Percutaneous coronary intervention
Percutaneous coronary intervention (PCI) is a non-surgical procedure used to treat narrowing of coronary arteries. A long tube is entered through the femoral or radial artery and navigated to the narrowed site. Tip of the tube may have a balloon shape and when it’s inflated it widens the problematic artery. After the balloon angioplasty, a stent may be inserted to keep the artery open. After placement of a stent, aspirin and clopidogrel combination in low doses is recommended for 12 months.
Antiplatelet drugs shouldn’t be used in certain conditions as they could cause some health complications. Those states and conditions include active bleeding, children under the age of 16, last trimester of pregnancy, asthma, and severe kidney or liver dysfunction.

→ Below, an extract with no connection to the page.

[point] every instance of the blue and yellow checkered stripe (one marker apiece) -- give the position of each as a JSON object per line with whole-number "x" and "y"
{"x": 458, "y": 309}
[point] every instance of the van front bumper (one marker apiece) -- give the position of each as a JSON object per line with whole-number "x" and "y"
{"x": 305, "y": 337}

Children under the age of 16
Children under the age of 16 should avoid using aspirin, especially if they have chickenpox or flu-like symptoms as it could cause a Reye’s syndrome. It is a rare, but serious condition that is characterized by swelling in the brain and liver. Reye’s syndrome is a life-threatening condition that requires immediate care. It is manifested through confusion, vomiting, seizures, and loss of consciousness.
Aspirin shouldn’t be used in the last trimester of pregnancy because it inhibits the synthesis of prostaglandins which are important factors for organ development in fetuses. A cavity between the left and right side of the heart could get sealed prematurely, and fetus can develop pulmonary hypertension. Also, renal dysfunction can occur, leading to kidney failure. Prostaglandins are important for contractions of the uterus, and their deficit can prolong the time of labor and bleeding. Besides that, other antiplatelet drugs should be avoided in pregnancy as there are not enough data about their effects on fetal development.
Aspirin should be avoided or used with caution in people with asthma as it could increase the bronchoconstriction (narrowing of airways). Because the aspirin blocks the COX, leukotrienes are formed by lipoxygenase’s effect on arachidonic acid. Leukotrienes cause the bronchial muscles to contract, inducing the wheezing and difficulty in breathing.
Like all other medications, antiplatelet drugs can cause some side effects.
Antiplatelet drugs may come in interaction with other medications including the other antiplatelet drugs, anticoagulants, and thrombolytics (fibrinolytics, clot busters), which increases the risk of bleeding, so it’s important to tell your doctor or a pharmacist which medications are you using. Some drugs that come in important interaction with antiplatelet drugs are:
Methotrexate is a drug used in the treatment of autoimmune disorders such as rheumatoid arthritis, psoriasis, and Crohn’s disease, as well as in cancer treatment. If it’s used along with aspirin, its concentration in blood may rise, and cause toxic effects including fever, mouth sores, unusual bleeding or bruising.
Ibuprofen can reduce the antiplatelet activity of aspirin, and decrease its cardioprotective effects.
Uricosurics are drugs that are used to treat gout, increasing the elimination of uric acid from the blood. Aspirin can decrease their effect as it increases the uric acid level in blood.
Digoxin is used to treat atrial fibrillation or heart failure. Aspirin can increase the digoxin levels in the blood leading to toxic effects.
Combination of aspirin with some of the other nonsteroidal anti-inflammatory drugs (NSAIDs) may increase the risk of gastric ulcer of gastric bleeding.
Proton-pump inhibitors are drugs that reduce the stomach acid production used in various diseases, among others in the prevention of gastric problems related to NSAID use. Omeprazole, a proton-pump inhibitor may reduce the effects of clopidogrel, as it interferes with its metabolism.